The only thing that can do that is a mass transit system, something that will bypass the congested road network and encourage people to use public transport, because not only would it be reliable and efficient, it would be comfortable, accessible and above all desirable.

Bus patronage is in decline in Leeds; it is clear that whilst it is a valued service, it is not going to be the ‘magic bullet’.

It is not going to persuade people to leave their cars at home.

What the council is doing is not all wrong, some of it is mistaken, such as introducing bus lanes on dual carriageways potentially restricting the space available for cars and possibly adding to congestion, but the majority of it is sound and will deliver incremental gains.

However, what about plans for a major overhaul?

We need to be planning and preparing now so that we can properly link to the new HS2 and HS3 hub when it comes to Leeds.

It’s great to see investment but let’s think big and let’s once and for all answer the big transport question and bring a major mass transit system to Leeds, then we will have a ‘transport revolution’ on our hands.

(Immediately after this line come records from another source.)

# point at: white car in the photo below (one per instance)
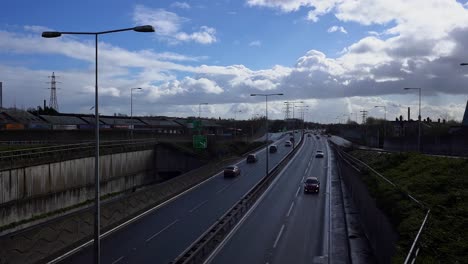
(319, 154)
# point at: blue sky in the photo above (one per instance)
(339, 56)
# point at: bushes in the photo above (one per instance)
(441, 184)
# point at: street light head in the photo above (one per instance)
(51, 34)
(146, 28)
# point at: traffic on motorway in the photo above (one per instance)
(159, 237)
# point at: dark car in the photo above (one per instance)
(319, 154)
(273, 149)
(251, 158)
(231, 171)
(311, 184)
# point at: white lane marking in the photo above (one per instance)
(328, 238)
(249, 212)
(290, 209)
(278, 236)
(90, 242)
(162, 230)
(198, 206)
(224, 188)
(117, 260)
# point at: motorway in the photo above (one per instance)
(286, 226)
(160, 236)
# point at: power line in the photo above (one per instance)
(53, 103)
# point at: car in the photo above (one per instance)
(319, 154)
(231, 171)
(273, 148)
(311, 184)
(251, 158)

Stress drives teachers out

Julian Stanley, CEO, Education Support Partnership.

IT was concerning to read about the increasing levels of stress amongst teachers in the region.

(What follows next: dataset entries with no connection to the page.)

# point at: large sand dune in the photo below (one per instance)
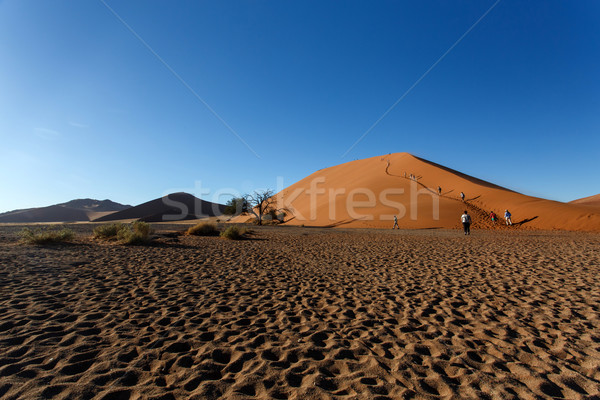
(367, 193)
(592, 201)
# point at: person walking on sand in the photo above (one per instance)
(466, 220)
(507, 217)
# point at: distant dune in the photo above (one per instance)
(73, 211)
(173, 207)
(367, 193)
(592, 201)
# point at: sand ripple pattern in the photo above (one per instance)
(304, 314)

This correlates with a rise in the number of callers to our charity’s free and confidential emotional support helpline for education staff.

This increased by 18.6 per cent in Yorkshire and the Humber over the past 12 months, with our trained counsellors managing over 8,600 cases last year across the country – the majority calling us at a crisis stage.

With record numbers leaving the profession, we must start prioritising teacher wellbeing.

Failure to do so will be felt strongly by future generations.

Lack of capacity to store water

Chris Ramus, Harrogate

I READ with interest articles about water leaks, usage and the weather.

This is the first drought that we have experienced for several years. It comes during a period where water companies are completing several flood defence systems to ensure fewer homes and businesses are blighted by constant flooding. I have 
long held the opinion that we are not short of water in the UK.

We are, however, extremely short in reservoir capacity.

With the exception of Kielder reservoir in Northumberland, I’m struggling to think of any major increase in capacity to hold water in recent years.

We are in the middle of a drought year. Yet it is only four months ago that it never stopped raining for weeks. We also had a good fall of snow during the winter and spring.

During this period, our rivers were bank-top high with excess water that just flowed out to sea day after day.

Yet here we are struggling for water and with a hosepipe ban just about to begin. Reservoirs silt up by natural process year on year, thus reducing capacity.

If Government figures are to believed, 300,000 new homes are to be built every year to meet growing demand.

All of these homes will have washing machines and dishwashers, not to mention showers and hosepipes to wash hundreds of thousands of cars etc.

I’m unaware of any programme of increased holding capacity to meet this growing demand.

Can someone enlighten me as to where all this much-needed water will be held to supply all these houses, especially since we are told that long hot summers are to become the normal rather than the exception?

No comparison with war deaths

Mrs D Kellett, Wakefield

Re the letter from DS Boyes (‘What about the war effort at home?’, YEP Letters, August 6).

How can you compare the war effort, all due respect to those who did it, to the horrendous suffering, deaths and the tortured souls who made it home after such an horrific bloodbath?

Thousands of young soldiers were teenagers who were not old enough for war, but they went and gave their young lives for us.

All families suffered extreme hardship women lost husbands and sons, so to compare being made redundant after the war, and falling on hard times, to these young souls dying in blood-soaked foreign fields (some calling for their mothers) is without doubt the most disturbing piece printed in the YEP for sometime.

You need to visit these cemeteries in France and Belgium etc. I bet their families wished that they had come home to be made redundant.

The men and boys that did come home were either maimed or shell-shocked so were unable to work. That’s hardship.